When Kavanaugh's accuser, Christine Blasey Ford, a 51-year-old research psychologist, came forward over the weekend, it sent the Senate committee tasked with vetting Kavanaugh's nomination into a tailspin. Ford, who identified herself to The Washington Post in an article published Sunday, says that at a party in the early 1980s, Kavanaugh pinned her to a bed and groped her while his friend watched.

All 10 of the Judiciary Committee's Democrats signed a letter to its Republican chairman, Sen. Chuck Grassley, asking to delay the Thursday vote on whether to shepherd Kavanaugh out of the committee. Later Monday morning, Sen. Susan Collins of Maine, one of the few Republicans undecided on whether to confirm Kavanaugh, called for both Kavanaugh and Ford to testify under oath before the committee.

Those moves, coupled with calls for delaying the vote by retiring GOP Sens. Bob Corker and Jeff Flake, mean that what Republicans thought would be a swift confirmation is now hanging by a thread.

Grassley said in a statement Monday afternoon that he was attempting to work with Sen. Dianne Feinstein, the ranking Democrat on the Judiciary Committee, to establish follow-up calls, but that Feinstein's office was refusing to comply.

"The standard procedure for updates to any nominee's background investigation file is to conduct separate follow-up calls with relevant parties," Grassley said. "In this case, that would entail phone calls with at least Judge Kavanaugh and Dr. Ford. Consistent with that practice, I asked Senator Feinstein's office yesterday to join me in scheduling these follow-ups. Thus far, they have refused. But as a necessary step in evaluating these claims, I'll continue working to set them up."

Grassley also chastised Democrats, saying Republicans were kept in the dark about a letter Ford sent to Feinstein via Rep. Anna Eshoo of California earlier this summer detailing her allegation.

"Unfortunately, committee Republicans have only known this person's identity from news reports for less than 24 hours and known about her allegations for less than a week," Grassley added. "Senator Feinstein, on the other hand, has had this information for many weeks and deprived her colleagues of the information necessary to do our jobs. The Minority withheld even the anonymous allegations for six weeks, only to later decide that they were serious enough to investigate on the eve of the committee vote, after the vetting process had been completed."

The more Republicans start to call for a delayed vote, the more likely it is to happen, as the GOP's Senate majority is slim.

Republicans are also concerned about what action the White House might take. There is an expectation among GOP aides that Trump will go after Ford for accusing Kavanaugh of sexual assault.
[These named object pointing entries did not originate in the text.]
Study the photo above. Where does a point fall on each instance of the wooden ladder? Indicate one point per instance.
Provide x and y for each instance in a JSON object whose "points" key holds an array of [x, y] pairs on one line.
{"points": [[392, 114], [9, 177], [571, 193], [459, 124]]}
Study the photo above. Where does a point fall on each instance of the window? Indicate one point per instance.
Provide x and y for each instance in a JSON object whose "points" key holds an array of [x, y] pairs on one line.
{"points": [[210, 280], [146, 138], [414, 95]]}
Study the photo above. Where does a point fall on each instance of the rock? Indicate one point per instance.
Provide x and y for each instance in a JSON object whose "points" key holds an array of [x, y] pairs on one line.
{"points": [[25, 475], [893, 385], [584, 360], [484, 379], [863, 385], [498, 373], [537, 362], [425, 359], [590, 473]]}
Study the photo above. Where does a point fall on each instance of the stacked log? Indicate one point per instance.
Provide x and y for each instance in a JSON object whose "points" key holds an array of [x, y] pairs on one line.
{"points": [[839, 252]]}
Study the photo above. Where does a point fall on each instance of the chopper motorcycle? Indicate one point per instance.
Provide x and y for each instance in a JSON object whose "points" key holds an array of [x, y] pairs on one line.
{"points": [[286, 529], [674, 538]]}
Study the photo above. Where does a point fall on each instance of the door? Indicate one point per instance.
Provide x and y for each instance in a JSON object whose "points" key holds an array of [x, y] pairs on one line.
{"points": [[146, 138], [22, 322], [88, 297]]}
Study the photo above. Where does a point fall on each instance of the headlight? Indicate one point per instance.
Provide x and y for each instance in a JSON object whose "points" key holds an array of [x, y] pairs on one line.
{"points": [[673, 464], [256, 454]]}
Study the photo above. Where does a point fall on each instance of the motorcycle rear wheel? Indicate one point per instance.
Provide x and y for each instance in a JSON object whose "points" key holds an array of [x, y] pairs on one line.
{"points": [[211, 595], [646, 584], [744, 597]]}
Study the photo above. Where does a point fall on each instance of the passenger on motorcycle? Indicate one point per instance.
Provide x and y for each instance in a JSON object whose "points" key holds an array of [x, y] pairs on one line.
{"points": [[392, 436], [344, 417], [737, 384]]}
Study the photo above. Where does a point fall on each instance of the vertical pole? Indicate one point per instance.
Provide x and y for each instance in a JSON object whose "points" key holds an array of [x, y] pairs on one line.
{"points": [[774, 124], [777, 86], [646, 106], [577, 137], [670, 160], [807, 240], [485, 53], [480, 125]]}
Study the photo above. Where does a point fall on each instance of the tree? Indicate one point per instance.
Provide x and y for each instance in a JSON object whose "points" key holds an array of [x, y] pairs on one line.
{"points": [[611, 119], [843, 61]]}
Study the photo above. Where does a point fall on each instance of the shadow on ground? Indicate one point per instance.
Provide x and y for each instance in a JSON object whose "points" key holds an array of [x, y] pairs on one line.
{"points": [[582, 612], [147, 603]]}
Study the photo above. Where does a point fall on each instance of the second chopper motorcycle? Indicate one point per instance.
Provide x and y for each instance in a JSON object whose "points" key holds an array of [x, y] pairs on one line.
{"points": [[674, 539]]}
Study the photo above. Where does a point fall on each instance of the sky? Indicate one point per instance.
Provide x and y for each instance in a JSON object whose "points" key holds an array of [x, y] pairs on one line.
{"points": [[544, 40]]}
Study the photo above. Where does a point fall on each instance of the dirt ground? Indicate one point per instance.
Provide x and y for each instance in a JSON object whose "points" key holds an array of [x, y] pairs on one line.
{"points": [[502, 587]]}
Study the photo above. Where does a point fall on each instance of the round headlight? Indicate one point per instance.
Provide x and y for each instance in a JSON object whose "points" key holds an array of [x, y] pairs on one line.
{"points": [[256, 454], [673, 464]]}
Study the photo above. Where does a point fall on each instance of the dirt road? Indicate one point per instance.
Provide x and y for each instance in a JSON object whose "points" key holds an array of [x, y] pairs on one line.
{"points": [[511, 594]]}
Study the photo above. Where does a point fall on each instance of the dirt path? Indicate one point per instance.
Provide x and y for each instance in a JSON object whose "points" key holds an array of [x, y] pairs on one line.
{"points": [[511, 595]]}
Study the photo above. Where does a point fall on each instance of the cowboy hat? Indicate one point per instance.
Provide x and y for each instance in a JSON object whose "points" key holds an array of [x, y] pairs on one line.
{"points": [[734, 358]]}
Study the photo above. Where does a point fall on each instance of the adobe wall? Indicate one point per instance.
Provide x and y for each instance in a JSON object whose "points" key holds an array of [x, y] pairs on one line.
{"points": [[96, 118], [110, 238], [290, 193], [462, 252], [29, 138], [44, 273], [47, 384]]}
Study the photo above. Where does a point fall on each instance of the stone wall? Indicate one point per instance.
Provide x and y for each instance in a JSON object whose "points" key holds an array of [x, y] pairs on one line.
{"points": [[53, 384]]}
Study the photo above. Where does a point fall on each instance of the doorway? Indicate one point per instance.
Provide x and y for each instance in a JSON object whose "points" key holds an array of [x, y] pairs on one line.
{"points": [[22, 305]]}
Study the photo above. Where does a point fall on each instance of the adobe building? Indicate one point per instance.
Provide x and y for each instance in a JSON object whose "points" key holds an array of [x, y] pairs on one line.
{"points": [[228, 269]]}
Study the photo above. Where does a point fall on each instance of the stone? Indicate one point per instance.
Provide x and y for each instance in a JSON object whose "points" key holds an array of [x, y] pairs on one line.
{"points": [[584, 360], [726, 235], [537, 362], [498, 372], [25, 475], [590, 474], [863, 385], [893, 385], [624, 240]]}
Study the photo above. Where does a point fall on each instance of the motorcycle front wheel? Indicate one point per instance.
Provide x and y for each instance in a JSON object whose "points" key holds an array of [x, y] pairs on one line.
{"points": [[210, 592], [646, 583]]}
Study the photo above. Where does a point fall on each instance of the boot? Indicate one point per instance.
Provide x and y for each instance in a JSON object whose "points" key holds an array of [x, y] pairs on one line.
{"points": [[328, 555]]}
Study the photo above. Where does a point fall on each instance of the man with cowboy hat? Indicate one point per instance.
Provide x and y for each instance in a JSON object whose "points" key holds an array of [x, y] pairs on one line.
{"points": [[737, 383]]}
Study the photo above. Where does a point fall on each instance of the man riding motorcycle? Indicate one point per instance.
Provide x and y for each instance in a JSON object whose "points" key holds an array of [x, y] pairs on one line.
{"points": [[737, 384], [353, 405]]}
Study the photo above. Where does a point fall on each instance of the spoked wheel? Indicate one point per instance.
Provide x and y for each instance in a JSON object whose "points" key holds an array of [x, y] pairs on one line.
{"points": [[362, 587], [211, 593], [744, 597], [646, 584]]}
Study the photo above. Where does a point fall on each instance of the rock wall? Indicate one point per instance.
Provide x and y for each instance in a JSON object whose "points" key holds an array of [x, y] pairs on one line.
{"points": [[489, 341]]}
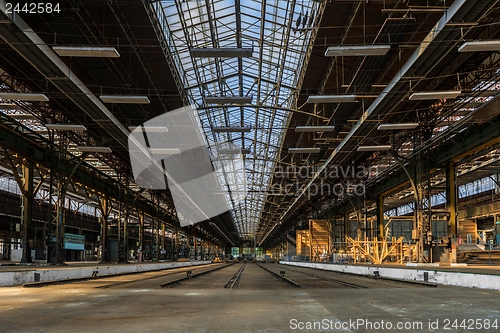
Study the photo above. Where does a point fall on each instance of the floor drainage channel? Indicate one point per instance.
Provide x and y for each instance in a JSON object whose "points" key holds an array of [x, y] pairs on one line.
{"points": [[235, 280]]}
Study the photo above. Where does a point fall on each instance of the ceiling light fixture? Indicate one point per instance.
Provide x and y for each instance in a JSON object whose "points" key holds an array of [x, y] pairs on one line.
{"points": [[91, 149], [228, 100], [314, 128], [66, 127], [331, 98], [233, 151], [303, 150], [231, 129], [164, 151], [483, 45], [357, 50], [402, 126], [149, 129], [427, 95], [22, 116], [86, 51], [8, 106], [374, 148], [221, 52], [125, 99], [24, 97]]}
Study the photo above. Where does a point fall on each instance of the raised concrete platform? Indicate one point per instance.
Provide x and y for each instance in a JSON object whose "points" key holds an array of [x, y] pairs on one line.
{"points": [[484, 278], [20, 275]]}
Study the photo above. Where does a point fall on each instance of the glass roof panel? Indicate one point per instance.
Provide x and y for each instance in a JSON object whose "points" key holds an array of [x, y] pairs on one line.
{"points": [[279, 40]]}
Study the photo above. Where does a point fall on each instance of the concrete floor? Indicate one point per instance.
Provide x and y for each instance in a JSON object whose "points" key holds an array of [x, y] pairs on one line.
{"points": [[261, 303]]}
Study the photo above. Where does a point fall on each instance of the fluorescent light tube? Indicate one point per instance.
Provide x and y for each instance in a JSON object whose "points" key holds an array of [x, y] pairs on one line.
{"points": [[402, 126], [483, 45], [149, 129], [86, 51], [24, 97], [331, 98], [66, 127], [228, 100], [304, 150], [91, 149], [374, 148], [421, 96], [221, 52], [125, 99], [231, 129], [357, 50], [314, 128], [164, 151], [233, 151], [22, 115]]}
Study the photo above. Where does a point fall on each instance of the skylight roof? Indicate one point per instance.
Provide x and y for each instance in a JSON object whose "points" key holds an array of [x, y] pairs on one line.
{"points": [[279, 33]]}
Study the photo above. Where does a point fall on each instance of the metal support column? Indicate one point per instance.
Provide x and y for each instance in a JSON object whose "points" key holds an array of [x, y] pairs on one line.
{"points": [[26, 208], [452, 205], [141, 236], [451, 197], [380, 217], [105, 207]]}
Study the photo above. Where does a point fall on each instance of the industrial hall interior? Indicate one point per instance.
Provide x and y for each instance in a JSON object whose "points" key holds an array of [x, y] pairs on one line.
{"points": [[249, 165]]}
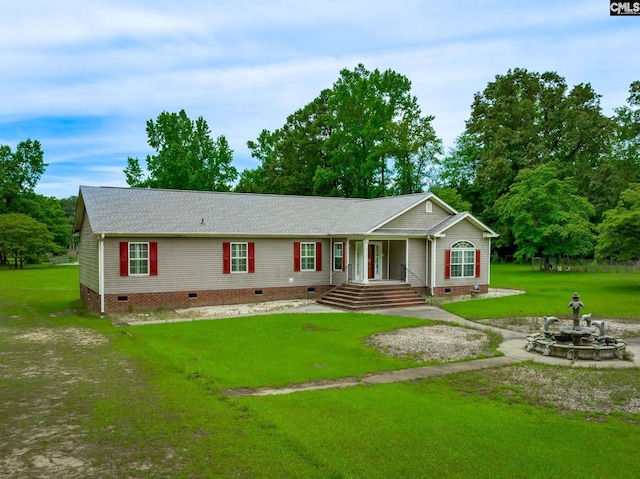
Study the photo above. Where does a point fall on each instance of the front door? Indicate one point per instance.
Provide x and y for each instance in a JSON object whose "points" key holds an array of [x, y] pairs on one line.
{"points": [[371, 266]]}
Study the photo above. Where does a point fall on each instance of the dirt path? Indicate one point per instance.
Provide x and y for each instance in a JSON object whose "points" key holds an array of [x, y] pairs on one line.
{"points": [[53, 381]]}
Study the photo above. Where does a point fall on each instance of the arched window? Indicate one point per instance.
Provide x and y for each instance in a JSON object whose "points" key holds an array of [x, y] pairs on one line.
{"points": [[462, 261]]}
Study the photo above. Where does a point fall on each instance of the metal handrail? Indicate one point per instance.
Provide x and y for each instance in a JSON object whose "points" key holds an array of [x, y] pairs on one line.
{"points": [[406, 270]]}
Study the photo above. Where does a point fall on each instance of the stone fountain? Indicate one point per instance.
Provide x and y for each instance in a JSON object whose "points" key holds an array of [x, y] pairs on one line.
{"points": [[577, 342]]}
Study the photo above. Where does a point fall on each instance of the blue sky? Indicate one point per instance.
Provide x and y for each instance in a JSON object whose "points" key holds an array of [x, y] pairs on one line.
{"points": [[83, 77]]}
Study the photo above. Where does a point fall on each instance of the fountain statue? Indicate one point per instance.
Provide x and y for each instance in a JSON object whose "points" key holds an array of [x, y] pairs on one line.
{"points": [[576, 342]]}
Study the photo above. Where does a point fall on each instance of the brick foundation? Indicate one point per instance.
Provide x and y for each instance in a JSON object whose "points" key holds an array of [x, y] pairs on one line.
{"points": [[125, 303]]}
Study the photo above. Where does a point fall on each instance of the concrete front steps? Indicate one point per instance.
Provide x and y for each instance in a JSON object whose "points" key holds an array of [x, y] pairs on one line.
{"points": [[360, 297]]}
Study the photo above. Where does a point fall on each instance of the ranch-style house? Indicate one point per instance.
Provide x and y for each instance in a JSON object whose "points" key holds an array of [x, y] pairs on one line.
{"points": [[144, 249]]}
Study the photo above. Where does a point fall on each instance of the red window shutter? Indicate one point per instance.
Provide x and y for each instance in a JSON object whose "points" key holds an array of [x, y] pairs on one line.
{"points": [[318, 256], [124, 258], [447, 264], [226, 257], [251, 251], [153, 258], [296, 256]]}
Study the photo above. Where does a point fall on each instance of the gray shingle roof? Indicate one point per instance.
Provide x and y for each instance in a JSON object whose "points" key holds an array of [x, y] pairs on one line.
{"points": [[177, 212]]}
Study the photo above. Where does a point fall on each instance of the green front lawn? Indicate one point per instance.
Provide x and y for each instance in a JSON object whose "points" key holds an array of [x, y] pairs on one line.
{"points": [[605, 295]]}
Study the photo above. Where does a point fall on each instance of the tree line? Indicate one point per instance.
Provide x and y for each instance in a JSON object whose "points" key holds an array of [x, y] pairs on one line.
{"points": [[30, 224], [538, 160]]}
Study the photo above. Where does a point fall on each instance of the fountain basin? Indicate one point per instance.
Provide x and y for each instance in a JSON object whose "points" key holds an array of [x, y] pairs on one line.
{"points": [[605, 348]]}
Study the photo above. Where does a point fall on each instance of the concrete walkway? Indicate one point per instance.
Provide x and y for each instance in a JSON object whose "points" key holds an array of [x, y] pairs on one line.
{"points": [[513, 349]]}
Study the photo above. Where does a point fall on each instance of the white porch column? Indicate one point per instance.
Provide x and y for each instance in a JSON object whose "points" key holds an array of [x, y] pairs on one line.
{"points": [[433, 265], [365, 261]]}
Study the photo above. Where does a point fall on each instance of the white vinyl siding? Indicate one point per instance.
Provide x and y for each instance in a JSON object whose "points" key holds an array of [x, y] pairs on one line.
{"points": [[195, 264]]}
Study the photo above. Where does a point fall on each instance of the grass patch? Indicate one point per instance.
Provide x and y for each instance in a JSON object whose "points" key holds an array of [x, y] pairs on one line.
{"points": [[274, 349]]}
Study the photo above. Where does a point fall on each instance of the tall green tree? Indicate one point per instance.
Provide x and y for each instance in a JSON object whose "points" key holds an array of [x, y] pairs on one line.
{"points": [[545, 215], [187, 157], [525, 120], [20, 171], [619, 232], [621, 167], [21, 238], [364, 137]]}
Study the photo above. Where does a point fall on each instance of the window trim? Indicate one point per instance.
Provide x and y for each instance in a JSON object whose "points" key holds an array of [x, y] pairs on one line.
{"points": [[462, 247], [140, 260], [151, 258], [308, 257], [245, 257]]}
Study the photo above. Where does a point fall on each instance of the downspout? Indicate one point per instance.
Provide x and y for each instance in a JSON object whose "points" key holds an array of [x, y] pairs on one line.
{"points": [[406, 260], [489, 264], [101, 271], [433, 265], [331, 260]]}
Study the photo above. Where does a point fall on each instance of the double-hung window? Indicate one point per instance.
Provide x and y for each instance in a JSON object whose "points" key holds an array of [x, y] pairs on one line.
{"points": [[463, 260], [239, 257], [307, 256], [138, 258]]}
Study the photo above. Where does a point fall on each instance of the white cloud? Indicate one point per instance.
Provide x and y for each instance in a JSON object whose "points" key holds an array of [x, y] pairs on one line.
{"points": [[245, 65]]}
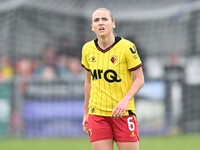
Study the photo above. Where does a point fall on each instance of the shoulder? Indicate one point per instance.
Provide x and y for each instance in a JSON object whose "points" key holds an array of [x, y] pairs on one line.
{"points": [[89, 44], [127, 42]]}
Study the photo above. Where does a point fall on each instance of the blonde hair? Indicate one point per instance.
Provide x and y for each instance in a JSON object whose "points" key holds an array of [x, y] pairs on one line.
{"points": [[105, 9]]}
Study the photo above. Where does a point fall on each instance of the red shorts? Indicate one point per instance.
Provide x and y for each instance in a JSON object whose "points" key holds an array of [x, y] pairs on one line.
{"points": [[124, 129]]}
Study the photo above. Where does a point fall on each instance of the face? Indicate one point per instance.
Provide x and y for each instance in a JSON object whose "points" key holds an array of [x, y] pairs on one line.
{"points": [[102, 23]]}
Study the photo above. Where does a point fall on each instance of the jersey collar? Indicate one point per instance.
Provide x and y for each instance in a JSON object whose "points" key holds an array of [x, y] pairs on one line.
{"points": [[117, 39]]}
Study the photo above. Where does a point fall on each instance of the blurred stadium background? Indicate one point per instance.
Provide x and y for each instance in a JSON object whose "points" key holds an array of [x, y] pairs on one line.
{"points": [[41, 81]]}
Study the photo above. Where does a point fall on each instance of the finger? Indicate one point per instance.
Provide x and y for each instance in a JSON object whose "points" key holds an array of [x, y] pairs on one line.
{"points": [[114, 112]]}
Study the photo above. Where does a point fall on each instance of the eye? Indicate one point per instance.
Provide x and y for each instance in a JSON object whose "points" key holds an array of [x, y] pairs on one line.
{"points": [[96, 20], [104, 19]]}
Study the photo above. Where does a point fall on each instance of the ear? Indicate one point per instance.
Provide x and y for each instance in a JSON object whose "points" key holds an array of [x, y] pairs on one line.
{"points": [[114, 25], [92, 27]]}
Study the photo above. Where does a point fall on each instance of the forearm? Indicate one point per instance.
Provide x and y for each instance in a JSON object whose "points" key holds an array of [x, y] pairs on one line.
{"points": [[87, 87], [137, 84]]}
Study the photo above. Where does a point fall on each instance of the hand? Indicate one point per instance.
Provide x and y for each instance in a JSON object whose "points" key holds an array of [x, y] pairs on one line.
{"points": [[120, 108], [85, 124]]}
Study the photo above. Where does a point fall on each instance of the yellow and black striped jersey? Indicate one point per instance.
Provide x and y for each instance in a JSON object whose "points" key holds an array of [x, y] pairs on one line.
{"points": [[110, 74]]}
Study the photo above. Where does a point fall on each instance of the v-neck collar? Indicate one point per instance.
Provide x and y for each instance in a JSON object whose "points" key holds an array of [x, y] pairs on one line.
{"points": [[117, 39]]}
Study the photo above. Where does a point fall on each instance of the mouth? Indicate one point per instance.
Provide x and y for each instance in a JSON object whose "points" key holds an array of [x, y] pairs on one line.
{"points": [[101, 28]]}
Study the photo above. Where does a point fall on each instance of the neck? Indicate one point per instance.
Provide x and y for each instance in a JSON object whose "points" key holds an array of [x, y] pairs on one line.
{"points": [[105, 42]]}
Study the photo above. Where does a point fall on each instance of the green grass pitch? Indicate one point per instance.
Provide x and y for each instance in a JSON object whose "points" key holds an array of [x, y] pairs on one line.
{"points": [[181, 142]]}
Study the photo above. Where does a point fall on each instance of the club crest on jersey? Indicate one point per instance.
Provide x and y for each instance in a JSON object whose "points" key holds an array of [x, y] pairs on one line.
{"points": [[93, 59], [113, 59]]}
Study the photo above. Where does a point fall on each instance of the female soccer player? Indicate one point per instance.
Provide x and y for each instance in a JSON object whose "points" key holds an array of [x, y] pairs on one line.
{"points": [[113, 76]]}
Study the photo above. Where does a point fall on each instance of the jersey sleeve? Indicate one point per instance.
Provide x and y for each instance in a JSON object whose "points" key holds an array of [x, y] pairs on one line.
{"points": [[132, 57], [84, 62]]}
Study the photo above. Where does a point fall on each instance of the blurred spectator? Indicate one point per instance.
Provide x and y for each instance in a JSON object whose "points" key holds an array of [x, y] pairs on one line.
{"points": [[62, 65], [6, 68], [75, 73], [24, 68], [64, 46], [48, 69]]}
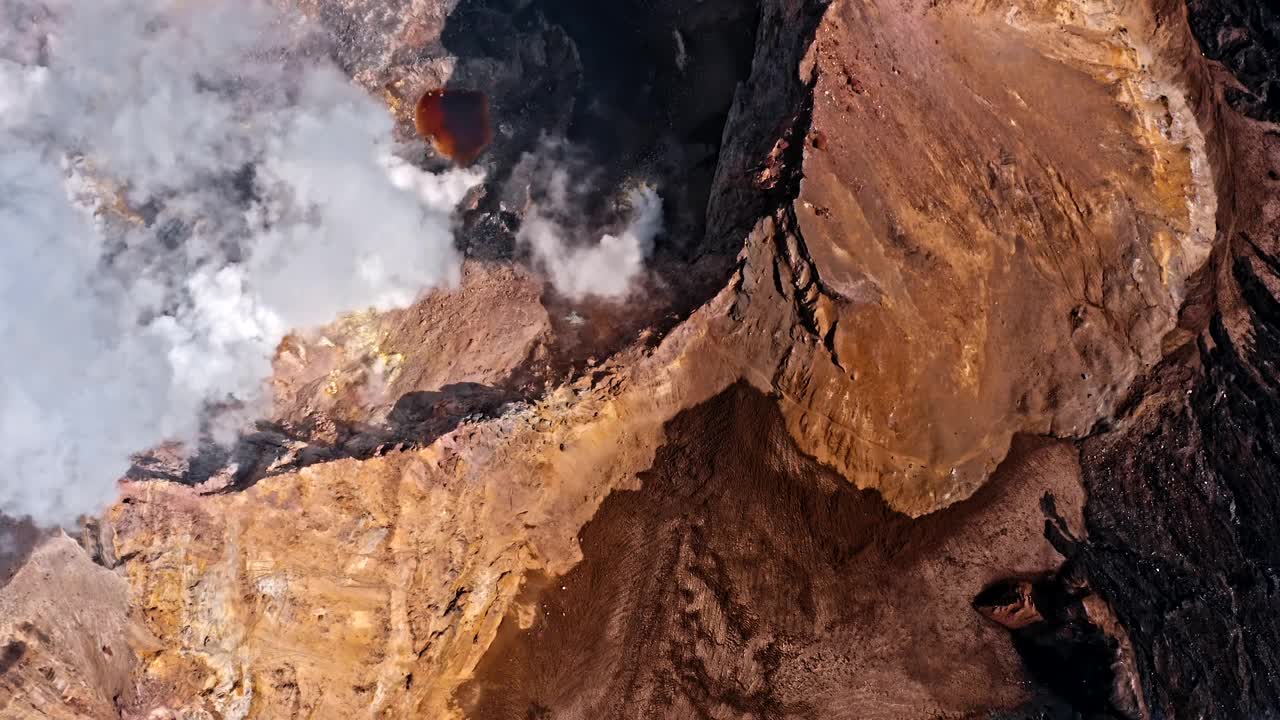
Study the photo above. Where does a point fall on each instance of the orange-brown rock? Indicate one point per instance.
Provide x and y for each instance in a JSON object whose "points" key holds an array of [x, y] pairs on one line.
{"points": [[951, 223]]}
If Trump were to do so, it could make things even more difficult for Republicans.

The White House is sticking by Kavanaugh

Regardless, the White House is standing by Kavanaugh, who has repeatedly denied any wrongdoing.

"We want to go through a full process ... and hear everybody out," Trump told reporters on Monday, describing Kavanaugh as "one of the great intellects and one of the finest people."

Asked whether Kavanaugh had offered to withdraw, Trump replied, "What a ridiculous question."

"This is a completely false allegation," Kavanaugh said in a statement Monday morning. "I have never done anything like what the accuser describes — to her or to anyone."

Kavanaugh also said he would be willing to cooperate with the Judiciary Committee on any additional material or testimony it might want from him.

"Because this never happened, I had no idea who was making this accusation until she identified herself yesterday," he added. "I am willing to talk to the Senate Judiciary Committee in any way the Committee deems appropriate to refute this false allegation, from 36 years ago, and defend my integrity."

On Monday, CNN reported that Kavanaugh had hired Beth Wilkinson, an attorney from Wilkinson Walsh Eskovitz, a prominent firm in Washington, DC. Ford is being represented by Debra Katz, who has specialized in sexual-misconduct cases.

Meanwhile, conservative activist groups are rallying around Kavanaugh's defense. The Judicial Crisis Network announced on Monday that it would launch a $1.5 million ad campaign to combat what it called attacks on Kavanaugh's character.